00:12:23.920 On one hand, we see some benchmarks achieving exceptional speed, yet on the other, some tests suggested slower execution under specific conditions. A striking example observed from the data is the Evo method benchmarks, which showcased a marginal overhead despite being slower overall. The key to efficient optimization lies in how each piece of code interacts with state and how we manage secondary overheads during execution. Ultimately, variable elimination provided vital speed-ups in several cases, indicating our method's potential for boosting performance.
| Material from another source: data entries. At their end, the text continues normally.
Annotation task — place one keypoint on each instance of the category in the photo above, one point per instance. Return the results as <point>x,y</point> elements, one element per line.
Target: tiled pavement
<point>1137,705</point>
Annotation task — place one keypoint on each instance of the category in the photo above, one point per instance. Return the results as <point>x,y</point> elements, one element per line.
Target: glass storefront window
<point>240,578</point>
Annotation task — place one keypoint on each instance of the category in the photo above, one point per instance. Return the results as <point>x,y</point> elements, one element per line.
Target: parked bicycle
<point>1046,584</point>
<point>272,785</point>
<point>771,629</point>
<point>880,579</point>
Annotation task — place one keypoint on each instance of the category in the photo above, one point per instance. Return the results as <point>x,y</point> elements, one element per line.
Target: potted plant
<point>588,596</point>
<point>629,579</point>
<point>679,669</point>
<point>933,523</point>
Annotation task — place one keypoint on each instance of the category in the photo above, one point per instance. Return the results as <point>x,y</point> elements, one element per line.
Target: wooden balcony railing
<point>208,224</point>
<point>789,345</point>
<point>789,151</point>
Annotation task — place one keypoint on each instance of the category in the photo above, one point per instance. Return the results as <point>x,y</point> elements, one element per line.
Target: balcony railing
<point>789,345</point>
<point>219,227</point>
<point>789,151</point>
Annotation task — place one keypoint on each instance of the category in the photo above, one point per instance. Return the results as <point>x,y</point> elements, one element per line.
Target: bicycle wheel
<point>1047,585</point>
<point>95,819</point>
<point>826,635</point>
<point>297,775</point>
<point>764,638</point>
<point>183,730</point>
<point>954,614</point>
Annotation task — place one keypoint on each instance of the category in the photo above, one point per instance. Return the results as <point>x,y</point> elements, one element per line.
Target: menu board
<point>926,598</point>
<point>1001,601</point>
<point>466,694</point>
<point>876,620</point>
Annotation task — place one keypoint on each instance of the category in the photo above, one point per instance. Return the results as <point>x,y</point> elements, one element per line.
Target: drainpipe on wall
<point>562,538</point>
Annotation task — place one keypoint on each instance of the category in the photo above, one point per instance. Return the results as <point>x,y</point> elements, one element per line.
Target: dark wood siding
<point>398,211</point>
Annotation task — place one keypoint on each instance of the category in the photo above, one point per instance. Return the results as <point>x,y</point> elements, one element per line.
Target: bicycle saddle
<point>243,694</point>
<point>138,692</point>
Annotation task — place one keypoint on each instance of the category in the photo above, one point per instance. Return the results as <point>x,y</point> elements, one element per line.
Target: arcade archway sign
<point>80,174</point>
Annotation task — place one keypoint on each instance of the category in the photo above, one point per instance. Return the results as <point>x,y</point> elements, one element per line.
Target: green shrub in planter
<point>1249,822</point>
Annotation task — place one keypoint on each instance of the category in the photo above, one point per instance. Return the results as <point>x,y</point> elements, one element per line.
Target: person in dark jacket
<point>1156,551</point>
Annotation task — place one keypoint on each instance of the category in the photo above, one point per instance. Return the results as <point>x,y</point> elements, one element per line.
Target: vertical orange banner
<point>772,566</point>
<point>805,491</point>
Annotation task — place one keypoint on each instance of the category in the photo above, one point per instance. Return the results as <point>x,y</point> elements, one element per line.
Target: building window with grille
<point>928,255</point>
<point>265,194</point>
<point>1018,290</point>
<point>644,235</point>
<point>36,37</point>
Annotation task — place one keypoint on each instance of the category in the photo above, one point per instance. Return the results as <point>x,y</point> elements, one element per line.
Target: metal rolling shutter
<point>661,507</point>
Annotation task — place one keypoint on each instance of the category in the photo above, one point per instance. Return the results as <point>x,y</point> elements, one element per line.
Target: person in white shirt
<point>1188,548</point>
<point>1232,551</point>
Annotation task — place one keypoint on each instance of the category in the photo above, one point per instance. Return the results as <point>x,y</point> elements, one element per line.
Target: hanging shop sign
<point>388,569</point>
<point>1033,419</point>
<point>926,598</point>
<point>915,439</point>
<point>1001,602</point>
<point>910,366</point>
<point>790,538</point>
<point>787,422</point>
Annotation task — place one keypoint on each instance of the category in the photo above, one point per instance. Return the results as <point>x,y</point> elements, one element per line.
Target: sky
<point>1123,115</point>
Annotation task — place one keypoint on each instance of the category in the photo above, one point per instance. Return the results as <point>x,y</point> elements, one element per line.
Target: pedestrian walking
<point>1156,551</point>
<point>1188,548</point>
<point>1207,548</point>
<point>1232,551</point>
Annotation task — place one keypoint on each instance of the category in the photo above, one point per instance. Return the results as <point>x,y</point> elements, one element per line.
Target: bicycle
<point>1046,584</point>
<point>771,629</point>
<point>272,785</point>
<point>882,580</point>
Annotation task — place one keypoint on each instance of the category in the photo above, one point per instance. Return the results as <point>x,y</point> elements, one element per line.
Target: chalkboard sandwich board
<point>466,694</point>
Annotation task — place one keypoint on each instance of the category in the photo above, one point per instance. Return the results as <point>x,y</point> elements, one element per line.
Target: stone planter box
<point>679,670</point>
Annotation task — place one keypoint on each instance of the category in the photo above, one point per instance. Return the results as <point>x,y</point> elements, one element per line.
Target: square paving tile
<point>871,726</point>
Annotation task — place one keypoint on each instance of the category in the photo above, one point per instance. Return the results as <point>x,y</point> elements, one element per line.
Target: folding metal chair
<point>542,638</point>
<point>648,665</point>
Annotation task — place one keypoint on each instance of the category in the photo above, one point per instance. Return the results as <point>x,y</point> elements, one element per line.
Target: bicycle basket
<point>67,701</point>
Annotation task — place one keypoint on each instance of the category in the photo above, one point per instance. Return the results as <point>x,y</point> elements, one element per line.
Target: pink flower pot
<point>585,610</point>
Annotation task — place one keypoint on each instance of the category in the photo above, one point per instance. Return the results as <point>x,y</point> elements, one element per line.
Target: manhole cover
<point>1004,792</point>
00:13:45.360 As we conclude this discussion, I’ve presented the optimization engine implemented in CRuby version 2.4. The benchmarks showed that we can boost execution speeds by up to 400 times in certain cases. Given that this was the first attempt of this nature, it opens doors for future enhancements in our optimizations. Next steps will include working on more complex optimizations like C expression elimination, which may further improve Ruby's performance through reduced sequence sizes. We are also considering methods such as static library analysis and escape analysis, both of which may present useful optimization avenues. However, any such optimizations involving modifications to VM states should be approached with caution.

00:16:12.200 Thank you for your attention. I’d like to open the floor to any questions you might have regarding these findings or the optimization strategies presented. It is essential to understand that optimizing Ruby can be achieved smoothly in your applications; however, we still have a long way to go regarding performance improvements. Thank you!